Get a taste of la ‘dolce vita’ – the importance of desserts in Italian mealtimes

The term ‘la dolce vita’ became popular in English-speaking countries after the success of ’60s film of the same name, …


The term ‘la dolce vita’ became popular in English-speaking countries after the success of ’60s film of the same name, written and directed by Federico Fellini. 

Translated from Italian, it means ‘the sweet life’, a life lived full of pleasure and indulgence. And that’s a good way to describe the sweet treats that Italians love to eat after meals too.

From light and crunchy Amaretti  to custard-like Zabaglione, Italian desserts are as important to mealtimes as sauce is to  pasta – you can’t (or shouldn’t) have one without the other.

Italian dessert is elevated to special status across the world thanks to the variety of recipes and the powerful flavours and textures found in each dessert.  Rich, full of flavour, often creamy and usually decadent, no meal in Italy is complete until ‘il dolce’ is enjoyed.

Sometimes, of course, the final course of a meal may consist of nothing more than a plate fruit or cheese.  But when it comes to special occasions, such as Easter or Christmas, that’s when sugar, fruits and spices combine to create some memorable flavour combinations.

History plays an important part in the creation of Italian desserts too. The further back in time that you go, the more bread-like the desserts were.  This is because they were often based on recipes for bread itself, sweetened with a little local fruit or honey.

Later, when people became more prosperous, extra ingredients including sugar, milk, eggs, almonds and honey were often added to the mix – just think of sweet and creamy Panna Cotta and the ‘little tubes’ of Sicilian Cannoli.

The desserts of our very own Friuli-Venezia Giulia are very special indeed, due to our unique location in the north-east corner of Italy.  In our part of Italy, Latin, Slavic and Germanic culture and cuisine have all combined with local ingredients to influence our menus over the centuries.

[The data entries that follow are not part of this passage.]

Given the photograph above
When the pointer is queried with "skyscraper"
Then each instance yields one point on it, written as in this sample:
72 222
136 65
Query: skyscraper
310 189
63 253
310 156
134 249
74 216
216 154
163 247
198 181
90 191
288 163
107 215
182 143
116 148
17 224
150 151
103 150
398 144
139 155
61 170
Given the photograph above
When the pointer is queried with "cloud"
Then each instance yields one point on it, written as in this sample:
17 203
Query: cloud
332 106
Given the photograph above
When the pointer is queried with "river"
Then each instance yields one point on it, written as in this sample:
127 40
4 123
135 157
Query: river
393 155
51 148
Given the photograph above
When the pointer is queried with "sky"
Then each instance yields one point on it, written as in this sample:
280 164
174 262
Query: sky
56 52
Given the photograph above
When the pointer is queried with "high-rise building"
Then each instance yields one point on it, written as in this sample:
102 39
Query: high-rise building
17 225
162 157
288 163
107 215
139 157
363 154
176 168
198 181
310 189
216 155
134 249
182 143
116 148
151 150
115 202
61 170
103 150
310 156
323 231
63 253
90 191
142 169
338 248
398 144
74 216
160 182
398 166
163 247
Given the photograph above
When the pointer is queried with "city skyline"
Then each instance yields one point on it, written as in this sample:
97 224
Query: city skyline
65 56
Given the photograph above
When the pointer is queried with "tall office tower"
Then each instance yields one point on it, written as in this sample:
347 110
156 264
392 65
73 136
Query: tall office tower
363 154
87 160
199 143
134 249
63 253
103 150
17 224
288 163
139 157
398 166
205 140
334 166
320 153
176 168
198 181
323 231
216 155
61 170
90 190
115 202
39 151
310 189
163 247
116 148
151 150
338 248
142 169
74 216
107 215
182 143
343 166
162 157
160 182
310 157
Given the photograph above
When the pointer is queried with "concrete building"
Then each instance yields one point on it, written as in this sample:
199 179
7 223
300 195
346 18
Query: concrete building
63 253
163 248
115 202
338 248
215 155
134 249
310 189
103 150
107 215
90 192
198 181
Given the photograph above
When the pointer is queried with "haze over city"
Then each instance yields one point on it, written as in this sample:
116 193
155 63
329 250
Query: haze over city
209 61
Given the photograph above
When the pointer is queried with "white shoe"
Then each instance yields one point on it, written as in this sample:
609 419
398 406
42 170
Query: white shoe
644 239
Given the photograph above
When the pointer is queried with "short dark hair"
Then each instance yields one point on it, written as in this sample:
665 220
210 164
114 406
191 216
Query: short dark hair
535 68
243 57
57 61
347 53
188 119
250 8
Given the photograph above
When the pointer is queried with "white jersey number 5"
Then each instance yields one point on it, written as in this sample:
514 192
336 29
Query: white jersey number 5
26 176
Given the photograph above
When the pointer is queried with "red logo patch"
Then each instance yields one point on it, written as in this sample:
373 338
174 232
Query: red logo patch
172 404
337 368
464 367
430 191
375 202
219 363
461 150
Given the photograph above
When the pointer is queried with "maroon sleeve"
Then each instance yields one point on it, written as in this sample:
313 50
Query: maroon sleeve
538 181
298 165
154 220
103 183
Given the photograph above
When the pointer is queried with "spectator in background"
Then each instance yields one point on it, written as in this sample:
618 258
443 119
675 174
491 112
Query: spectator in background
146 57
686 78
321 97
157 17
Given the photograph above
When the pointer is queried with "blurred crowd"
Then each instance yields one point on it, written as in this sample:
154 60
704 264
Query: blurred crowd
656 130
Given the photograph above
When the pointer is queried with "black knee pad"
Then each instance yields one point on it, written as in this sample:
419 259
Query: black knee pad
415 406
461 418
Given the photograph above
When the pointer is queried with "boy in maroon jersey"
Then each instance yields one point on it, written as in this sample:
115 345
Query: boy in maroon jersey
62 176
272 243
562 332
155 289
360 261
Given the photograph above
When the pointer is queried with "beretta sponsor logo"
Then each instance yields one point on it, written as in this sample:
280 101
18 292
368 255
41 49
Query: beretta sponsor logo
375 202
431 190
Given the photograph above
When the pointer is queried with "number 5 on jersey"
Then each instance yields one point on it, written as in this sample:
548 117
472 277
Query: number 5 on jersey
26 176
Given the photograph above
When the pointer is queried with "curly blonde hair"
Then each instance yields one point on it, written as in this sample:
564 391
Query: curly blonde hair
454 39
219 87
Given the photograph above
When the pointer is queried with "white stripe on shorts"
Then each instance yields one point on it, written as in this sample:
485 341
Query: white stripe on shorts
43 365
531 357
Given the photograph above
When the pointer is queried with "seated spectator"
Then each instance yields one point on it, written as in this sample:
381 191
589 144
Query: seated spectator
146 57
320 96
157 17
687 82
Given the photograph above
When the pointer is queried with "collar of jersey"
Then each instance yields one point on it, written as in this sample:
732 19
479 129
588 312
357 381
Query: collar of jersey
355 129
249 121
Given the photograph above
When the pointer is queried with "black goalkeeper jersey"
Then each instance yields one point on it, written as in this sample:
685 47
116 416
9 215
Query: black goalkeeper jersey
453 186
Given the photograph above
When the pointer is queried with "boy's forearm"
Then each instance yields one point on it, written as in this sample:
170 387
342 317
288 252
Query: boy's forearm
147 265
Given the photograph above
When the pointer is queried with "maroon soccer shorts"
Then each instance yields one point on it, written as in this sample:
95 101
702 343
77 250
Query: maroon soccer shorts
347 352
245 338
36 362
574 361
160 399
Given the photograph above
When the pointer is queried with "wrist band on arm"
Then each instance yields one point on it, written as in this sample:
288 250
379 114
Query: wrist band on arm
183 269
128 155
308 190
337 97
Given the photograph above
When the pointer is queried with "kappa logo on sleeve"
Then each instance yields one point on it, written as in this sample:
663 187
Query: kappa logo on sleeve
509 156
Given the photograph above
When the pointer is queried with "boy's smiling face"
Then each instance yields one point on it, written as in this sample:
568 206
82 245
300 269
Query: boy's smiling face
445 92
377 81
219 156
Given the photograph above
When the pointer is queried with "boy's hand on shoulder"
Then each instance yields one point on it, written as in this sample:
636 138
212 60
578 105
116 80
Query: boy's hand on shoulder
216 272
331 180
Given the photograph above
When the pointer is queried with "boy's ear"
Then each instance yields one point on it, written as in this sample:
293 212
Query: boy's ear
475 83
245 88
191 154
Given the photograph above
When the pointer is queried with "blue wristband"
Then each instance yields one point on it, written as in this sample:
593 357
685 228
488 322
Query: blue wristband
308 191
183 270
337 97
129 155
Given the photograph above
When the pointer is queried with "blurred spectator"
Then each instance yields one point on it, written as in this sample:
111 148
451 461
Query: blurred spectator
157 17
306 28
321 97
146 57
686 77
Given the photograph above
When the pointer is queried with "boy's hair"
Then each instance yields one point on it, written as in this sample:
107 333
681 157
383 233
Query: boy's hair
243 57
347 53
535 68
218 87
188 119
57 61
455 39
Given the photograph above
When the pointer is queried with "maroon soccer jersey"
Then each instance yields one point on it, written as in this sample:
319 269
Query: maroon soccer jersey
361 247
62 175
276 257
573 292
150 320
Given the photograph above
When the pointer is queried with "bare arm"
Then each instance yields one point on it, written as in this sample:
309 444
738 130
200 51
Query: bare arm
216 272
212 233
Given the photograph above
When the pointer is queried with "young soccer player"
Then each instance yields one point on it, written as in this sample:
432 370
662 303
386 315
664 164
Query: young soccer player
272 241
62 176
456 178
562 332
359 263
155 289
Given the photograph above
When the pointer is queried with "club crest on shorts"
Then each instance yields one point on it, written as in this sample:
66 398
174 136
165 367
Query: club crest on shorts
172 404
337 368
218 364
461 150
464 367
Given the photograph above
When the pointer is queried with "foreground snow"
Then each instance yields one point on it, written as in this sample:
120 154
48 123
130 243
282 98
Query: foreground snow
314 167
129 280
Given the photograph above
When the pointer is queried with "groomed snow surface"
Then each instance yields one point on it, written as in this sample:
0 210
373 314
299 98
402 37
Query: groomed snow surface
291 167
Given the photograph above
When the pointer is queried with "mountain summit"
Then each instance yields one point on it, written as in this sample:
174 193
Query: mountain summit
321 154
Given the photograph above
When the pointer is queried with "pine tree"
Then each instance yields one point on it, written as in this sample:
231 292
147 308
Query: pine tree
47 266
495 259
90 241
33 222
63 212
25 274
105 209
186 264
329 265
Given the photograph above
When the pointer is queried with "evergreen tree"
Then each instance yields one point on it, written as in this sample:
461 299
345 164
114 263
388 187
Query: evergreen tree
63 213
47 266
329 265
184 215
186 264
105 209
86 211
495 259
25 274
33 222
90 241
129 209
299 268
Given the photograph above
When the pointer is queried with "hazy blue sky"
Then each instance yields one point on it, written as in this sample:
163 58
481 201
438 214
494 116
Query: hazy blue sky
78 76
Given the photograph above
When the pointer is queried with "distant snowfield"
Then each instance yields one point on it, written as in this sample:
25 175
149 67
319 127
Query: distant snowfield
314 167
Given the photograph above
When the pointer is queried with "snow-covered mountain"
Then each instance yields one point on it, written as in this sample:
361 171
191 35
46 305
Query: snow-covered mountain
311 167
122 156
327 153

Northern Italy is also the birthplace of grappa which is made from pomace, the grape skins, seeds and stalks that are left over from the winemaking process.

Which brings us to our first dessert speciality of the Friuli region – Gubana.  Filled with pine nuts, sultanas and crushed walnuts it’s the custom to pour a shot of local grappa or plum brandy (eau de vie) over it before eating.

While many people associate Christmas in Italy with Panettone – a type of sweet bread that originated in Milan that is often accompanied with a coffee or sweet wine – in Friuli, although we enjoy panettone, we also celebrate the autumn and winter seasons with our very own regional Gubana.  You can eat Gubana all year round, but it’s very popular in winter, when the weather is cold outside and both the texture and the heaviness of the dessert provide you with that filling, warming feeling inside, helped also by the warming hit of the grappa!

Gubana r


As with Gubana, it’s often the case that special times of the year are associated with certain foods, and this is true of Easter too, when Italians enjoy Colomba di Pasqua – a cake shaped like a dove.

The dough for this cake is made in a similar manner to that of Panettone, with flour, eggs, sugar, natural yeast and butter.  Unlike Panettone, however, is usually contains candied peel and no raisins and is topped with sugar and almonds before being baked in the shape of a dove.  It wouldn’t be Easter in Italy without it.

In the Friulian region, look out too for a dessert called Spiersolade o Piarciolade  – peaches in white wine and cream, which is especially delicious with mascarpone cream and a sprinkling of almonds on top that you don’t always find in the original recipe.

Spiersolade o Piarciolade resized


While you may find it difficult to find some of the more regional desserts in Italian restaurants around the world, you’re bound to have seen some of Italy’s more famous puddings on the menu.

You’ve most likely seen Panna Cotta on the menu, which translates as ‘cooked cream’ – not the dessert to have if you are counting calories!  With panna cotta, it’s important to use the highest quality cream you can find, in order to ensure that ‘melt-in-the-mouth’ taste.

And then, of course, there is Tiramisu, perhaps one of Italy’s most famous sweet exports.  Made from sponge fingers, coffee, mascarpone cheese, cocoa powder, whipped eggs, sugar and vanilla, its name means to ‘pick me up’, ‘cheer me up’ or ‘lift me up’, which is appropriate, because that’s exactly what most people want to do upon seeing one!